Os sonhos chegam de Nova York para acordar a esquerda. Por Moisés Mendes

Atualizado em 8 de novembro de 2025 às 23:34
Zohran Mamdani comemora com apoiadores a vitória nas eleições para prefeito de Nova York. Foto: Angelina Katsanis/AFP

O brasileiro de esquerda, que finalmente anda otimista, tem o direito e quase o dever de enxergar Zohran Mamdani como o cara que pode resgatar restos de utopias. Principalmente se tiver ao redor de 30 anos.

Brasileiros de até trinta e poucos anos nunca experimentaram nada parecido com as viagens utópicas que extraviaram seus pais e seus avós pelo caminho. Mas poderão experimentar, porque essa é a idade dos experimentos.

Quem tem os 34 anos de Mamdani, ou muito menos, não pode mais usar a desculpa de que os sonhos dos seus ancestrais envelheceram. E quem tem bem mais, como Bernie Sanders, que está com 84, deve ver o prefeito eleito de Nova York como a chance de que sonhar de novo é possível.

Mas e aí, o que se faz de concreto com isso, perguntaria aquele cara prático?

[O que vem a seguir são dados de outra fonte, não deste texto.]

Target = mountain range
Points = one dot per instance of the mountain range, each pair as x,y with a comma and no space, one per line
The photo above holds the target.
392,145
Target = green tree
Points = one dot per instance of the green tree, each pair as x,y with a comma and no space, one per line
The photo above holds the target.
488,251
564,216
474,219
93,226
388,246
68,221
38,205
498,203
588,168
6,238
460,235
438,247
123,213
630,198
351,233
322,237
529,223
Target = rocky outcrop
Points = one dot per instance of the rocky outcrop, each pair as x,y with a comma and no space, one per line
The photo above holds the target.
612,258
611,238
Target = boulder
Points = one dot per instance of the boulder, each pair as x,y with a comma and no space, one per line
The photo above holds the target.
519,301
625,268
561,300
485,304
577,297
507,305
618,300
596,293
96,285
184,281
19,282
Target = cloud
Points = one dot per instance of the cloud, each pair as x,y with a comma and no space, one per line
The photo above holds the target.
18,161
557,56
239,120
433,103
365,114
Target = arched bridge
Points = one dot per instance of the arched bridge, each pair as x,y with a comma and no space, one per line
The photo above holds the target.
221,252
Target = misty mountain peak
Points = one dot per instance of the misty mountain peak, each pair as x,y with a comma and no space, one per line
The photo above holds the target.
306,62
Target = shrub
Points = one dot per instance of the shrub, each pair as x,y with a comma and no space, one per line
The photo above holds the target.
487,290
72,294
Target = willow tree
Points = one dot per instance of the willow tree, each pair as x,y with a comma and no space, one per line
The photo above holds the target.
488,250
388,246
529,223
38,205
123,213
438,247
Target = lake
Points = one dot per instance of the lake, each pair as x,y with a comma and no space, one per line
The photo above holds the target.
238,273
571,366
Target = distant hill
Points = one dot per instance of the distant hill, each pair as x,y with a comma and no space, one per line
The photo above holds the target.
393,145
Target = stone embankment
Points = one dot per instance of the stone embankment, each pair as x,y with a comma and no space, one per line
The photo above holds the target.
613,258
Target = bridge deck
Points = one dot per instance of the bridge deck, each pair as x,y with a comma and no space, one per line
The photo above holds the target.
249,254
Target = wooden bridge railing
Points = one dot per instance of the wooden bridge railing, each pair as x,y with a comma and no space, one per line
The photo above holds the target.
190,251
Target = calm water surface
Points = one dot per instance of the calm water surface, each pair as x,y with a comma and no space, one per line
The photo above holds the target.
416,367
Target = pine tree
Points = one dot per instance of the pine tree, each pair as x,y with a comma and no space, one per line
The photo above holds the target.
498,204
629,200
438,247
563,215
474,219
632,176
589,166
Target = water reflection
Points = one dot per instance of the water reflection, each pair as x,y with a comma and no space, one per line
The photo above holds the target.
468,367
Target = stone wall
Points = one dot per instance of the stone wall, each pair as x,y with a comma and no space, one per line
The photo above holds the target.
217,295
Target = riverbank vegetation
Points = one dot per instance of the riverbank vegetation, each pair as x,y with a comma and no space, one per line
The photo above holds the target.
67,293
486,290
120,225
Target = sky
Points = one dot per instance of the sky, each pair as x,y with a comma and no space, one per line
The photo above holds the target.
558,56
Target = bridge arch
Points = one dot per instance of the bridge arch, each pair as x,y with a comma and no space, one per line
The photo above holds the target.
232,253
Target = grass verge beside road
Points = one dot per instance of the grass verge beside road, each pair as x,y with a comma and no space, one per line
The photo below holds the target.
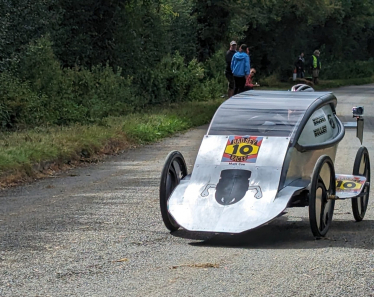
38,152
42,151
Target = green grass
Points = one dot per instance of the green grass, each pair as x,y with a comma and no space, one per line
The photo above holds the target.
21,150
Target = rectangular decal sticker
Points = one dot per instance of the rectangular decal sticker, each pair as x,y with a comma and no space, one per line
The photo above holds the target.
349,183
242,149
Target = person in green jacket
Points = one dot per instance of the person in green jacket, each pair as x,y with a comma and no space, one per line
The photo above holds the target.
315,64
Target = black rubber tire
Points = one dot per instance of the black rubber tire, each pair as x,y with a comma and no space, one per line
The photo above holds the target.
360,204
174,170
321,209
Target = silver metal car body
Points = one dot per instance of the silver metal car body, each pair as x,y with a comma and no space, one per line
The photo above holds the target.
259,151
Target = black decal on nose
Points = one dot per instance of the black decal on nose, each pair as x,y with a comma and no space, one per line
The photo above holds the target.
232,186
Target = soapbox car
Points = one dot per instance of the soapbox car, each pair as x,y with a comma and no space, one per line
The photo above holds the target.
265,151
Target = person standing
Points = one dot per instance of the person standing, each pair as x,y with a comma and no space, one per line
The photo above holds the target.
300,64
249,85
228,73
240,66
315,63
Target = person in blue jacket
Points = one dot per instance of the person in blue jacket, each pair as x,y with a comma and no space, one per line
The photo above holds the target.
240,66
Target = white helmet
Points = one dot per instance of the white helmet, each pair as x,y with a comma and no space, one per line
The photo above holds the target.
302,88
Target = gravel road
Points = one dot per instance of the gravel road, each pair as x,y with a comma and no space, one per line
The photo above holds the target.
97,231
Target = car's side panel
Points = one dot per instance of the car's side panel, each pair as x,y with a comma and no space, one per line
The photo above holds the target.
224,196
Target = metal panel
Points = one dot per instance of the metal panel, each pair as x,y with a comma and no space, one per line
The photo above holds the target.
300,165
198,206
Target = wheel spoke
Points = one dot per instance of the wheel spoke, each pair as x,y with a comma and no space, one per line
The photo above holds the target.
177,169
319,207
325,176
362,168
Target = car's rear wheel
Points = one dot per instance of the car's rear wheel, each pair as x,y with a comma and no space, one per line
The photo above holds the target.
174,170
322,185
361,167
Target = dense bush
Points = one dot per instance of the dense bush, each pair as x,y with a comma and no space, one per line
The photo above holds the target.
348,69
79,61
40,92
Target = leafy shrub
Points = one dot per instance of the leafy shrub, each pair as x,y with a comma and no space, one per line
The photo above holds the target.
348,69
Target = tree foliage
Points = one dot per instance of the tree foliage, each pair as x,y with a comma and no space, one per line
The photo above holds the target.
67,53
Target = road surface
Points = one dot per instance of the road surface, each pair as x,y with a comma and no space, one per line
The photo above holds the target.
97,231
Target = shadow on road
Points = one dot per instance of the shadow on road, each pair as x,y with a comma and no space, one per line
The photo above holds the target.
289,235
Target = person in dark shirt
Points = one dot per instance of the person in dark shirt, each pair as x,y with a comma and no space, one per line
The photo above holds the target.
299,64
228,73
315,65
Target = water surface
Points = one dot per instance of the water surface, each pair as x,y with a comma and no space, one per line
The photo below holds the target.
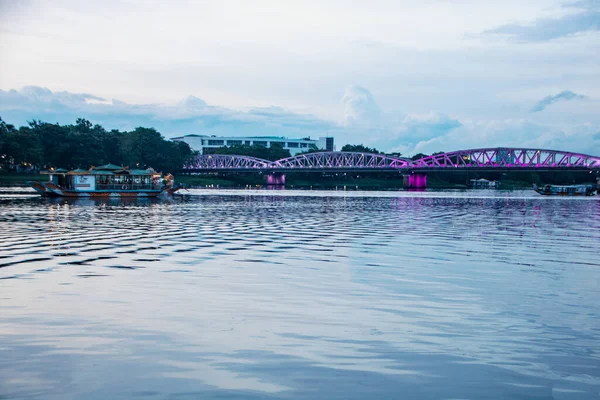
301,295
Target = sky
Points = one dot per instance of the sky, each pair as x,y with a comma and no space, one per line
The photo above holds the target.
434,75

Vamos radicalizar no discurso e nas propostas e programas de governo, como Mamdani radicalizou, e largar um pouco essa vida cansativa dependente da tutela da direita para governar?

Vamos experimentar ações e discursos mais atrevidos, que nos livrem da dependência química da turma do Kassab, do Valdemar e do Ciro Nogueira? Utopizar ficou possível, mas em que medida?

O bom das tentativas de compreensão do fenômeno Mamdani é trazer para perto de nós a pergunta que mais importa: é possível que também no Brasil as pessoas estejam à espera de uma guinada forte à esquerda?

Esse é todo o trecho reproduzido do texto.